Pensant en avoir terminé avec le gêneur, les trois forbans étaient retournés à leurs occupations.

— Lâchez-la, répéta Luke.

L’homme qui avait tiré tourna la tête, leva un sourcil et sortit de nouveau son arme. D’un geste, Luke utilisa la Force pour la lui arracher des mains.

— Sortez d’ici, et vite, rugit-il.

Les trois hommes s’écartèrent de la Drackmarienne qui luttait désespérément contre l’oxygène pénétrant dans son casque à moitié arraché.

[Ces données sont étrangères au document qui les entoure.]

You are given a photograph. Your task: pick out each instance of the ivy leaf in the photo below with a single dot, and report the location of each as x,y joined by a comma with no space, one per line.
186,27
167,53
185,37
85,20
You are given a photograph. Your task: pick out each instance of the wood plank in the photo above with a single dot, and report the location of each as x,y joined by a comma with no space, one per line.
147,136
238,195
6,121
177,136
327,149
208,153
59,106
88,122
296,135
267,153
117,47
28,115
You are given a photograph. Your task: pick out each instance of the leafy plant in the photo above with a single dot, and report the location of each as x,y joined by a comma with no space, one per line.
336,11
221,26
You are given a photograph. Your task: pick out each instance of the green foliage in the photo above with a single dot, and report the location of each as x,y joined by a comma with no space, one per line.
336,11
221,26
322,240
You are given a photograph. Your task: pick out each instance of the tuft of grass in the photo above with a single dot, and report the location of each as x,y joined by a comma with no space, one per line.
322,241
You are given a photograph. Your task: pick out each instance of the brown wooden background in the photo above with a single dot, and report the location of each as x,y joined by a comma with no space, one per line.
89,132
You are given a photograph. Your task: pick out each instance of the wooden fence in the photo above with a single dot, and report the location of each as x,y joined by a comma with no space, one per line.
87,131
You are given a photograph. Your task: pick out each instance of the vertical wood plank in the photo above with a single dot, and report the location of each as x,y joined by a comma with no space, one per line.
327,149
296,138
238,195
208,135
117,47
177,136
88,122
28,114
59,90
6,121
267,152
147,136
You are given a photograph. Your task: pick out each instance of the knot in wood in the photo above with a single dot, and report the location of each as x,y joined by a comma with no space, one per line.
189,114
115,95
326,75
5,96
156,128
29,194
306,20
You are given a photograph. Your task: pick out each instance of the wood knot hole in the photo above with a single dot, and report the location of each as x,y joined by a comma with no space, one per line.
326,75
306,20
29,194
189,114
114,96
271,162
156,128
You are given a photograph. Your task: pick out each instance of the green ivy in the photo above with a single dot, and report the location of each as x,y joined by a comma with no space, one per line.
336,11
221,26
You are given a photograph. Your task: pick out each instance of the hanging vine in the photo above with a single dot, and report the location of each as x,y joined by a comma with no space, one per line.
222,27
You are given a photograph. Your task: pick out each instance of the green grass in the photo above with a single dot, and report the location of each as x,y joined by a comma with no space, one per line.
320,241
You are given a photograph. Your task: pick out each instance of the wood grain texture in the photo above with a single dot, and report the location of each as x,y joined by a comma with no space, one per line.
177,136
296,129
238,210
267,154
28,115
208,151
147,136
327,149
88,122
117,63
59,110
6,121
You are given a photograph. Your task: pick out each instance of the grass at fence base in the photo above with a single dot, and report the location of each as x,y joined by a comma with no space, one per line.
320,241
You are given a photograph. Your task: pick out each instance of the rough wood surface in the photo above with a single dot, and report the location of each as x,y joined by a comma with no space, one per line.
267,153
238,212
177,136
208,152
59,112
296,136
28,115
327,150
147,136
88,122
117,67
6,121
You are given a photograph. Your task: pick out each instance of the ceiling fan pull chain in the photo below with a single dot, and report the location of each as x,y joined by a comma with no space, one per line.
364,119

— Cette femme est une citoyenne de la Nouvelle République. Si vous ne la laissez pas en paix, je vous couperai en deux.

Il brandit son sabrolaser.

Echangeant des regards nerveux, les trois types reculèrent un peu plus. Le plus grand sortit un communicateur et se mit à parler dans une langue inconnue de Luke. A l’évidence, il appelait du renfort. Malins, les humanoïdes à tête de rat s’éclipsèrent à leur tour ; un silence de mort tomba dans la salle, uniquement troublé par le bourdonnement des synthétiseurs de nourriture installés derrière le comptoir.

Soudain, une voix féminine retentit derrière le Jedi.

— Que se passe-t-il ici ?

Les trois agresseurs d’Omogg croisèrent les bras et inclinèrent la tête.

— Reine-mère, nous avons retrouvé la princesse de la guerre drackmarienne, selon tes ordres, mais elle refuse de nous répondre. Nous n’avons pas pu en tirer une information…

Luke se retourna pour étudier celle que ces hommes appelaient reine-mère. C’était une grande femme qui portait un voile jaune sur la partie inférieure du visage. Son port régalien laissait peu de doute sur son statut. Une longue robe ample ne parvenait pas à dissimuler sa silhouette harmonieuse.

Derrière elle se tenaient une dizaine de gardes, blaster au poing.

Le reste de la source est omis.